Key insight: Oracle license costs alone often exceed $100k/month, plus Snowflake's ~$50k/month. The HTAP stack eliminates both license layers.
- AI/ML capabilities: Eliminates $2.5k–$15k+/month in separate vector DB and feature store costs
- Reduced time-to-insight: No ETL lag means faster business decisions (opportunity cost)
- Simplified governance: Single security/audit layer vs federated policies across multiple systems
%%{init: {'theme':'base'}}%%
graph LR
SF["<b>Snowflake Stack</b><br/>$98k-$201k/mo<br/><br/> Platform: $53-58k<br/>(~$50k license costs)<br/> Tools: $5-30k<br/>Labor: $40-113k"]
HTAP["<b>Unified HTAP</b><br/>$32k-$79k/mo<br/><br/> Platform: $12.4-12.8k<br/>(No license costs)<br/> Tools: $2-10k<br/>Labor: $18-56k"]
DB["<b>Databricks Stack</b><br/>$90k-$200k/mo<br/><br/> Platform: $45-75k<br/>(~$30-50k license costs)<br/> Tools: $5-30k<br/>Labor: $40-113k"]

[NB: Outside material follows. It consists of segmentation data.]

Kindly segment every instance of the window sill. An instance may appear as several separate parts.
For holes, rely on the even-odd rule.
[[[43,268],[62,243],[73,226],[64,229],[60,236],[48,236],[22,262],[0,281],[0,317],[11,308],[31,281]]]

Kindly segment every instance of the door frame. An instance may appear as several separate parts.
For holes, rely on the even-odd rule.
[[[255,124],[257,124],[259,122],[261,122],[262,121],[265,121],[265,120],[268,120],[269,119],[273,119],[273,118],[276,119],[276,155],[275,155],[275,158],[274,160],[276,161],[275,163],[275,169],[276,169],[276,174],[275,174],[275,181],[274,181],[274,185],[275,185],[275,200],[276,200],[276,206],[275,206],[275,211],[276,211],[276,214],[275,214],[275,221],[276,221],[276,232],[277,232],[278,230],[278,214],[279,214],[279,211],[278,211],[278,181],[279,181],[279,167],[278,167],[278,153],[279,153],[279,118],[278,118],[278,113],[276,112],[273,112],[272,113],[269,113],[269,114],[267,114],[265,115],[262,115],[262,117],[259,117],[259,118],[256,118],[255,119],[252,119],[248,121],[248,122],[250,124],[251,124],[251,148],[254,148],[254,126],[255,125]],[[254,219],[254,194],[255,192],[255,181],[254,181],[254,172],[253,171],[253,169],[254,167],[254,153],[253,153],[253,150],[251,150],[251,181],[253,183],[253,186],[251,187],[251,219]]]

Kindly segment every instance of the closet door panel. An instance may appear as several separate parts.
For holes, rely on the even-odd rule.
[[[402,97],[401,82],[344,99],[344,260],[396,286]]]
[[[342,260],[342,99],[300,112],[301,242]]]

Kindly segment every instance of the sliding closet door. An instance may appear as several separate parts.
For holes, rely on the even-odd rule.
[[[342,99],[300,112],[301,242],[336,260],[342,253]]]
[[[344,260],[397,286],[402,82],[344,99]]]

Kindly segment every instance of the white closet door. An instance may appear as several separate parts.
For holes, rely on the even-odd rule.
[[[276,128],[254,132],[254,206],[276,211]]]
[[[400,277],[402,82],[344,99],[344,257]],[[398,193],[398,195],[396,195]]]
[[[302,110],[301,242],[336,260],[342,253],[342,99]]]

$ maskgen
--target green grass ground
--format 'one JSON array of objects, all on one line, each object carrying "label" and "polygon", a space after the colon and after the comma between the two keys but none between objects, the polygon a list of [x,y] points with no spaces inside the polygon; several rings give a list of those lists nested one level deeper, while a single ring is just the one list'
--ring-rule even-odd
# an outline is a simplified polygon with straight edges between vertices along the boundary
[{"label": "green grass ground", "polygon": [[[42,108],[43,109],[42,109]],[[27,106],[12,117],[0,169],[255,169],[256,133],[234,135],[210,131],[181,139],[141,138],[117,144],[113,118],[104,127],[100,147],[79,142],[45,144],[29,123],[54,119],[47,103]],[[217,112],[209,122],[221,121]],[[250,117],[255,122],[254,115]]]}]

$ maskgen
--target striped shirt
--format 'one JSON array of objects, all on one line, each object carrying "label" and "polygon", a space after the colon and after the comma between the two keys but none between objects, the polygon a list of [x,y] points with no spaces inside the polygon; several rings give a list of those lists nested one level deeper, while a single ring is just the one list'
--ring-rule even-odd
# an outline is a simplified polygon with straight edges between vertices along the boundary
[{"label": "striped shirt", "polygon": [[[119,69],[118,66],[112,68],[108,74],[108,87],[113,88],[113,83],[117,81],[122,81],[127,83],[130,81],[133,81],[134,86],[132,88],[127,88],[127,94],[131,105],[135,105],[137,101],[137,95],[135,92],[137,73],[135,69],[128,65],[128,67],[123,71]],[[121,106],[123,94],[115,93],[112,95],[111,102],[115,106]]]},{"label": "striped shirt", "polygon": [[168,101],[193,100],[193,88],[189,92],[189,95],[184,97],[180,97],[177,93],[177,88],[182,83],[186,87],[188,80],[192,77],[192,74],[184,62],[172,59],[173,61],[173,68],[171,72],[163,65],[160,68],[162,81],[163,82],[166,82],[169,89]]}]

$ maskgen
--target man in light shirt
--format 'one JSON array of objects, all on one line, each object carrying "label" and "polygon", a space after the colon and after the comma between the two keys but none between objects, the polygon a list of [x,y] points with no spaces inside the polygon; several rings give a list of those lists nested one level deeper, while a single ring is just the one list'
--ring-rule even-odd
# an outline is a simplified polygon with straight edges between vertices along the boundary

SF -.->|"84.1% savings"| HTAP
DB -.->|"84.0% savings"| HTAP
style SF fill:#ffcccc,stroke:#666,stroke-width:2px
style HTAP fill:#ccffcc,stroke:#666,stroke-width:2px
style DB fill:#ffd4cc,stroke:#666,stroke-width:2px
If you want this page to survive critical readers, expect these pushbacks:
-
"These Snowflake hours are arbitrary." True. They're placeholders. The doc explicitly calls out that it's a duty-cycle assumption and invites readers to swap in their own duty cycle. Use Snowflake's calculator with your actual query patterns.
-
"You ignored discounts / commitments." Also true. We keep on-demand for comparability, but committed-use discounts apply to both approaches and can be layered on later. Enterprise discounts often favor incumbents (Snowflake/Databricks) but also apply to cloud infrastructure (AWS/GCP/Azure).
-
"Labor estimates are hand-wavy." They are, but leaving them out is worse. The fix is to present them as bands and make the underlying role assumptions explicit (this doc does that). The "pipeline tax" (dual-system labor overhead) is the real TCO driver in most enterprises.
-
"EBS cost dominates; why not instance-store?" Correct: with 20 TB/node, gp3 storage becomes the main infra cost line. If you want to model instance-store (i4i/i3en), you need a different node shape (and different operational tradeoffs around durability and repair).
-
"This is a POC, not production-ready." True (see README line 295). The TCO model assumes production-hardened deployment. Enterprises evaluating this stack should:
- Budget for additional operational tooling (observability, backup/restore automation, DR orchestration)
- Validate SQL feature coverage for their specific workloads (see README lines 386-391 on Postgres compatibility)
- Plan for DR drills and failure injection testing (README lines 475-482)
- Consider managed service options if/when available (not modeled here)
- Account for initial training/migration investment (see Section D.7)
PRs that replace any band with measured numbers (or calculator outputs) will improve the credibility of this document substantially.